Photo: Diana Tsankova

All visually impaired children should have the opportunity to engage in sports. The Bulgarian Sports Federation for the Visually Impaired will uphold this cause during their cooperation with the Bulgarian Ministry of Education and Science and the Ministry of Youth and Sports.

Children with visual impairment who study at main stream schools do not engage in sport activities and the lack of motor skills makes them dependent on others throughout their whole lives. The people who are not engaged in any sport activities find it difficult to grasp the white cane and prefer to be cared for instead, the Chairman of the “Bulgarian Sports Federation for the Visually Impaired” Ivan Yanev says. Many students live with their parents and rely entirely on their care- to go to the university, or do some shopping in the nearby store:

Each class consists of 30 pupils and there may be one visually impaired children in it. However, the sports pedagogue is not able to work individually with this child. Thus, it would either sit on the bench during the physical training or merely stay and wait in the classroom. That is why we can develop together with the Ministry of Education and Science and the Ministry of Youth and Sports a state policy for the pupils with visual impairment, so they can practice sports adapted to their condition at the clubs that are part of the Bulgarian Sports Federation for the Visually Impaired. It is unacceptable for these children to grow up completely motionless without being able to run or know what does coordination, striving for victory and improvement mean.

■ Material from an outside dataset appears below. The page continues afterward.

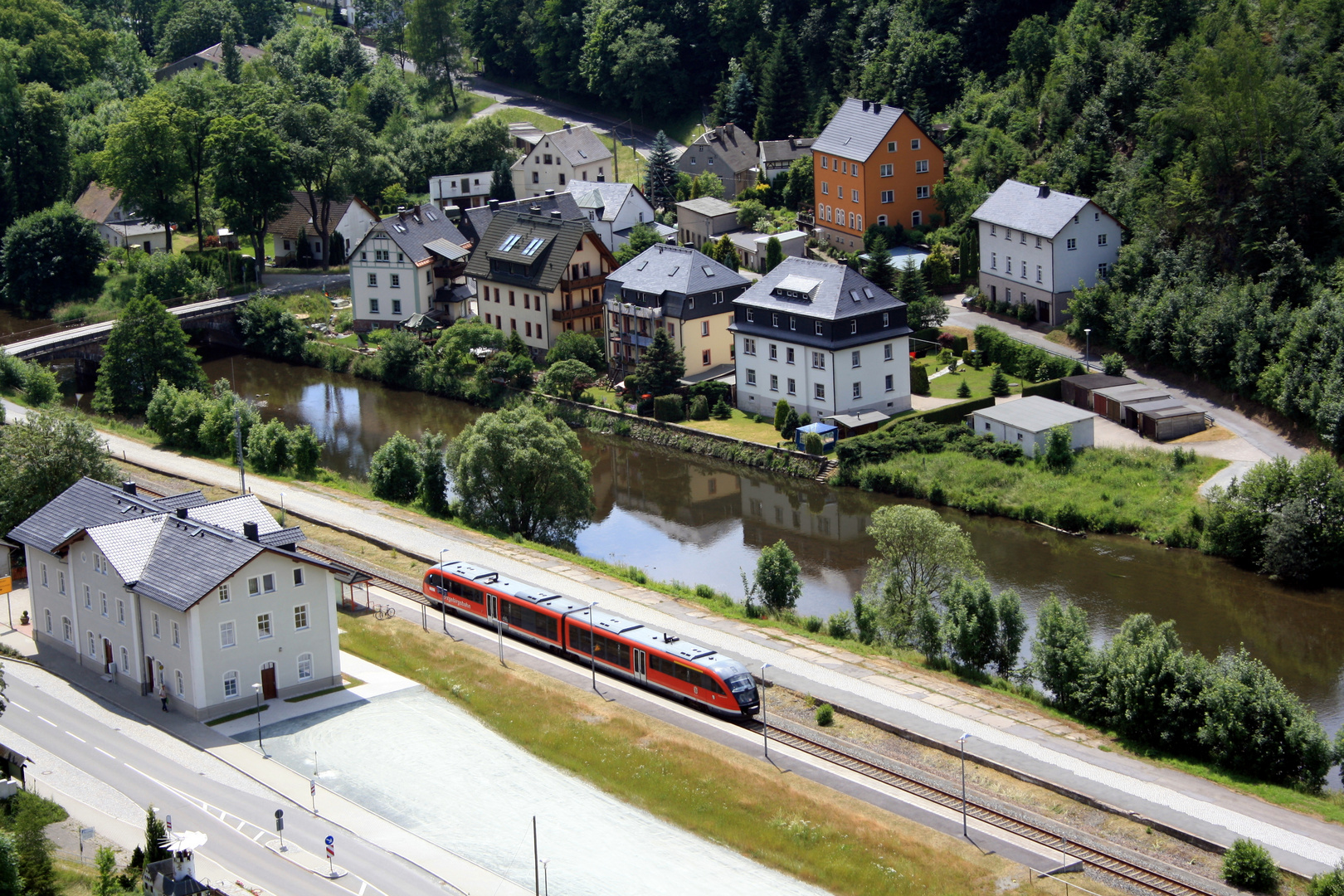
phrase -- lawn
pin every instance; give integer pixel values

On the other hand, the visually impaired pupils do not practice any sports, because their parents are worried that they may get hurt or injured. This is also due to the lack of information about the number of pupils with visual impairments in the general education schools. Moreover, the families do not have comprehensive information about the opportunities for sports activities. That is why, the “Bulgarian Sports Federation for the Visually Impaired” wants to receive data about the children who do not attend physical education and do not engage in any sports activities. They also want to be able to train a mobile team consisting of psychologist, sports pedagogues and coaches to meet the parents of visually impaired children. They would also like to see some existing facilities turn into sports facilities.

It is pointless to speak of the conditions for sports of visually impaired people, taking into consideration the overall sport conditions, although there are some “oasises” Ivan Yanev says. It turns out that these people have various opportunities for sports– showdown (table tennis played with a special ball into which BBs are inserted to make it audible), goalball (a team sport designed specifically for athletes with visual impairments. Participants throw a ball that has bells embedded into it into the opponents’ goal), combined cycling, bow shooting, athletics and even chess.

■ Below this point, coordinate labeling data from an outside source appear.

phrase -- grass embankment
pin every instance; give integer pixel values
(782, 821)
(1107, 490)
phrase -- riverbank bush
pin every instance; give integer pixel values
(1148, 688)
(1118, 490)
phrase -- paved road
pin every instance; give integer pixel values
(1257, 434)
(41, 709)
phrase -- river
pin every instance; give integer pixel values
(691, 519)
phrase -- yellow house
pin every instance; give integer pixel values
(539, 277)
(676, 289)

We are aware of the worries about the safety of the children with visual impairment. That is why, together with European colleagues, we made a step towards creating a new sport called Visible, Zornitsa Staneva from the Association of Parents of Children with Visual Impairment said. It is similar to the football game. Each team consists of five sighted and five visually impaired people. This mixed football is more dynamic than the blind football, but it is safer as well, because sighted people are trying to ensure the safety of the players during the game. This sport was already tested in Italy and all participants said that Visible brought huge pleasure to them. 

The Team of Hope consisting of young and socially disadvantaged Bulgarians will also join the tests of the new sport for the people with visual impairments.